The transaction log stores all the changes as they are made to the database. Once all the statements in the transaction have made their modifications to the database, the transaction is said to be committed once the commit is recorded in the transaction log. Once the transaction is committed, why does it need to stay in the log? To understand, you need to know what is going on under the hood of SQL Server.
As data is requested from a database, the information is stored in memory. Because accessing memory is so much faster than accessing the disk subsystem, SQL Server can improve performance dramatically.
Request for data that is already in memory (pages are cached in memory, so they are used).
When you make a modification to the data in a database, SQL Server makes the changes to the data stored in memory (not on the disk) and an entry is made in the transaction log. Pages in memory that contain data that has been changed are called “dirty pages.”
In order to have pages written back to disk and release memory, SQL Server uses a thread called the lazywriter.

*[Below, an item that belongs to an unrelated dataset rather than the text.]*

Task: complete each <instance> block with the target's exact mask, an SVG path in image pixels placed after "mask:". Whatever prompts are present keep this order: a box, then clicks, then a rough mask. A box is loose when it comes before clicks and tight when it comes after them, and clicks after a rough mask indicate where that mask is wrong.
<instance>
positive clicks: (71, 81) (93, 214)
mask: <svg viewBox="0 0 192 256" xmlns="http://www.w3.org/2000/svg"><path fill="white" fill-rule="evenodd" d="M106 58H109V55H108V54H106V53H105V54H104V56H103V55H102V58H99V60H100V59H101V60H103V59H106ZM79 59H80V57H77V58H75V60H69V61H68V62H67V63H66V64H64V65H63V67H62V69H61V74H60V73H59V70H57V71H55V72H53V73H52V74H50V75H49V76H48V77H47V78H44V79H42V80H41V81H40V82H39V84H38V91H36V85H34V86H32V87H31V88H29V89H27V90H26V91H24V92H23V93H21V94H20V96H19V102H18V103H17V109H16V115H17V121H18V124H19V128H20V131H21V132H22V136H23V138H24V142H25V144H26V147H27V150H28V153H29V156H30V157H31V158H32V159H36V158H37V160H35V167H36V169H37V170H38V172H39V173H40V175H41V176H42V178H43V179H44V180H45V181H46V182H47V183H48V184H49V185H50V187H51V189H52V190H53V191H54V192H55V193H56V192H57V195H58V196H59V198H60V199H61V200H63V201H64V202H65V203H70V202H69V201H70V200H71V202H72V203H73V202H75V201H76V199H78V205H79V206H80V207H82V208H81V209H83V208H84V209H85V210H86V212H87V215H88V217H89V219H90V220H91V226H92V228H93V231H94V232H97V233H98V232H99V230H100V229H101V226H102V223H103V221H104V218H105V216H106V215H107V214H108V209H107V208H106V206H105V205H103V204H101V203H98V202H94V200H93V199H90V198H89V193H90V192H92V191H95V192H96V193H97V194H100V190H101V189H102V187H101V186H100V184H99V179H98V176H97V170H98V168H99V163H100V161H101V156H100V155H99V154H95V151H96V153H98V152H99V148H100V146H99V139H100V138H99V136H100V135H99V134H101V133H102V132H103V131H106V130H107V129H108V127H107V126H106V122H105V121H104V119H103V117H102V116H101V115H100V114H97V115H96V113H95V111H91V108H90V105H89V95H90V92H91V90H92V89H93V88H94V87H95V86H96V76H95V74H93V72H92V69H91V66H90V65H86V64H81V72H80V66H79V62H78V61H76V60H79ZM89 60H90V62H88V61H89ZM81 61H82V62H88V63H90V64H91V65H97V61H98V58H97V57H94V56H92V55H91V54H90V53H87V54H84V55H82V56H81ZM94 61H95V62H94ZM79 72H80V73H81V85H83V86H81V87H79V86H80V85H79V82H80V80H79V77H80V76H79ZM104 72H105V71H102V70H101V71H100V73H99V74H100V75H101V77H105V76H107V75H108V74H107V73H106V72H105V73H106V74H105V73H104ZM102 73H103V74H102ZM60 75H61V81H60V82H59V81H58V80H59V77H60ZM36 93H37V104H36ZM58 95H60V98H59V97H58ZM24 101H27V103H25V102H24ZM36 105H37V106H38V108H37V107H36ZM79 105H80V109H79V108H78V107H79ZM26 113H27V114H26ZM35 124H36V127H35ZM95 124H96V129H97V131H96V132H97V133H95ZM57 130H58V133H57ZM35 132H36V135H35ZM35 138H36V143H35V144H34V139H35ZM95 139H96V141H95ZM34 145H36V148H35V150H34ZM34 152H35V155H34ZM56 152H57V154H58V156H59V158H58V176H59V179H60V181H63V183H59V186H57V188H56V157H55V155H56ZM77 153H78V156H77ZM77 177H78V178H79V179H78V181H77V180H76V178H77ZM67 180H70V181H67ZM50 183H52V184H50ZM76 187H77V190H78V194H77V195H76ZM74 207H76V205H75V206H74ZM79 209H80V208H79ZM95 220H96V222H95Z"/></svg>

When the lazywriter writes pages to disk, it uses the least recently used (LRU) page list to determine what pages should be written to disk. Pages that have not been used recently are at the beginning of the LRU list, however recently modified pages are at the end of the LRU list. Because of this, very heavily accessed pages may not be written to disk for a large amount of time (or never, in theory).
Because pages that have been recently changed are only stored in memory, they are susceptible to system crashes and power outages. To overcome this problem, SQL Server can use the log information to restore the modifications to the database if one of these events occurs. For example, if the power when out (and our UPS failed!) we would have lost updated pages stored in memory. In order to recover these pages, SQL Server starts in recovery mode. By using the transaction log, SQL Server can reapply the changes to the copy of the database stored on the hard drive.